Was that a Change in Discourse?

by Claus Vistesen

Cross-posted from Alpha Sources

This is really just an update to the post below on today's ECB meeting but I think that the events deserve attention above the fold. The market action itself was not that surprising. The ECB moved in (introductory statement here) according to my expectations and kept rates steady as well as the BOE chose to lower rates .25 basis points. This latter event also seemed to be very much in the cards so nothing unexpected here either. Yet, what was very interesting, and also I have to say in line with my own predictions, was the change in the ECB discourse. Admittedly, it was small but it was there and I think that Trichet just paved the way for a cut come the next session in March. Especially the following taken from the introductory statement seems to have commanded much attention ...

(...) uncertainty about the prospects for economic growth is unusually high and the risks surrounding the outlook for economic activity have been confirmed to lie on the downside. Risks relate mainly to a potentially broader than currently expected impact of financial market developments on financing conditions and economic sentiment, with negative effects on world and euro area growth. Further downside risks stem from the scope for additional oil and other commodity price rises, concerns about protectionist pressures and the possibility of disorderly developments due to global imbalances.

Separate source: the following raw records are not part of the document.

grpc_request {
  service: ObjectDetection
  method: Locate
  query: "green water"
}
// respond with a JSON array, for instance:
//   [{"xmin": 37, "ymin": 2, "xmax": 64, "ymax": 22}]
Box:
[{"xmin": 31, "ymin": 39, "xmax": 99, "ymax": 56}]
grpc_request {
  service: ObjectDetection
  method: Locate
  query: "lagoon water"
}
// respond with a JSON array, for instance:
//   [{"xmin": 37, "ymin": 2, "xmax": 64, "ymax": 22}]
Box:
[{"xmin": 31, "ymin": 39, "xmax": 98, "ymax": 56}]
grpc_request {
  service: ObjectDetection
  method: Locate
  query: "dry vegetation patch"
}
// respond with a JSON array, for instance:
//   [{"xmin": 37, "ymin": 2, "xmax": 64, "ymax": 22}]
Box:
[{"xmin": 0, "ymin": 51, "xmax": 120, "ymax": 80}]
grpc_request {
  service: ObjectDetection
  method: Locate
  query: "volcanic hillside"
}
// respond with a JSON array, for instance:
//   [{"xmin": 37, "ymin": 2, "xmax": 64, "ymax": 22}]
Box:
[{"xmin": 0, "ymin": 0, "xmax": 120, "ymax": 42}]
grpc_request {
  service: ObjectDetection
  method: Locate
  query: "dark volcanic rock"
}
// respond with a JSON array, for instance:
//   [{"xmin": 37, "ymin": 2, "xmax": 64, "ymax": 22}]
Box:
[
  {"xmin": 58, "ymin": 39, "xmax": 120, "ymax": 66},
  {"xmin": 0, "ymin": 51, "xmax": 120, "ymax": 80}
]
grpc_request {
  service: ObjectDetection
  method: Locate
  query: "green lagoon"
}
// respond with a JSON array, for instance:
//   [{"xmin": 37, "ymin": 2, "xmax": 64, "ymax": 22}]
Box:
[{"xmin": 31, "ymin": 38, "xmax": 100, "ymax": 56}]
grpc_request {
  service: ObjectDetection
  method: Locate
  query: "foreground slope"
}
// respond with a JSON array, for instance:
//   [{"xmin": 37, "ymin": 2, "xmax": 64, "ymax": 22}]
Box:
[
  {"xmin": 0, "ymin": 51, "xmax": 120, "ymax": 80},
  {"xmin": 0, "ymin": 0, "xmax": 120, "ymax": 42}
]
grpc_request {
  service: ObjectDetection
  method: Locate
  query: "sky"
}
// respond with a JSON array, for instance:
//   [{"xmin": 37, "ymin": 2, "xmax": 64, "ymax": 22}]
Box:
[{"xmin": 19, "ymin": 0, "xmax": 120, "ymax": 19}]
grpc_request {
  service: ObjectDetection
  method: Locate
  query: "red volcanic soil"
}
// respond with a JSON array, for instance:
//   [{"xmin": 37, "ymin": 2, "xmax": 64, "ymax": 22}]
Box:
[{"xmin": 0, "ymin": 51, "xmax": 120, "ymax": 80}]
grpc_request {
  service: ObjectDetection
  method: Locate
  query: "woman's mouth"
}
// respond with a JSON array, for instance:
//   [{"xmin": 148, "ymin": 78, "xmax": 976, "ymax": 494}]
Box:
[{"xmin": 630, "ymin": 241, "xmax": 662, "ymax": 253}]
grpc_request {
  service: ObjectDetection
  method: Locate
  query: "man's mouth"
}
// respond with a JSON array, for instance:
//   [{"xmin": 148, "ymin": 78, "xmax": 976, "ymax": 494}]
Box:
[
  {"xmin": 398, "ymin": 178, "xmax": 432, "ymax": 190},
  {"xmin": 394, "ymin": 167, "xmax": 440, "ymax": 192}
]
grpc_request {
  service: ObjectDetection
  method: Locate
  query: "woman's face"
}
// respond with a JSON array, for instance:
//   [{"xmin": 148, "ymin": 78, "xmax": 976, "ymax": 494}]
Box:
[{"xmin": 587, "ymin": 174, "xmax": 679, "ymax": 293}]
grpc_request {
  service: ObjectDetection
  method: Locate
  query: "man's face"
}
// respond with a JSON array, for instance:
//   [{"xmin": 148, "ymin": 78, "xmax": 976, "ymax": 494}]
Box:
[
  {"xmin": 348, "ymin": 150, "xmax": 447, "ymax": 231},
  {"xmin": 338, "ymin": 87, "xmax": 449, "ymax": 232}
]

Whether we will see a shift already in March is debatable but what seems clear is that we are moving closer to a breaking point in terms of strategy. Today's action also further exacerbated the pressure on the Euro confirming one of the main tenets voiced at this space. So, the stars are aligning in nice accordance with the forecasts and opinions mused at this space. Of course, tomorrow is another day and another set of events and I will keep watching accordingly always trying to calibrate my views as we go along. One thing is sure, I don't think that today's ever so subtle change in the ECB discourse should be neglected.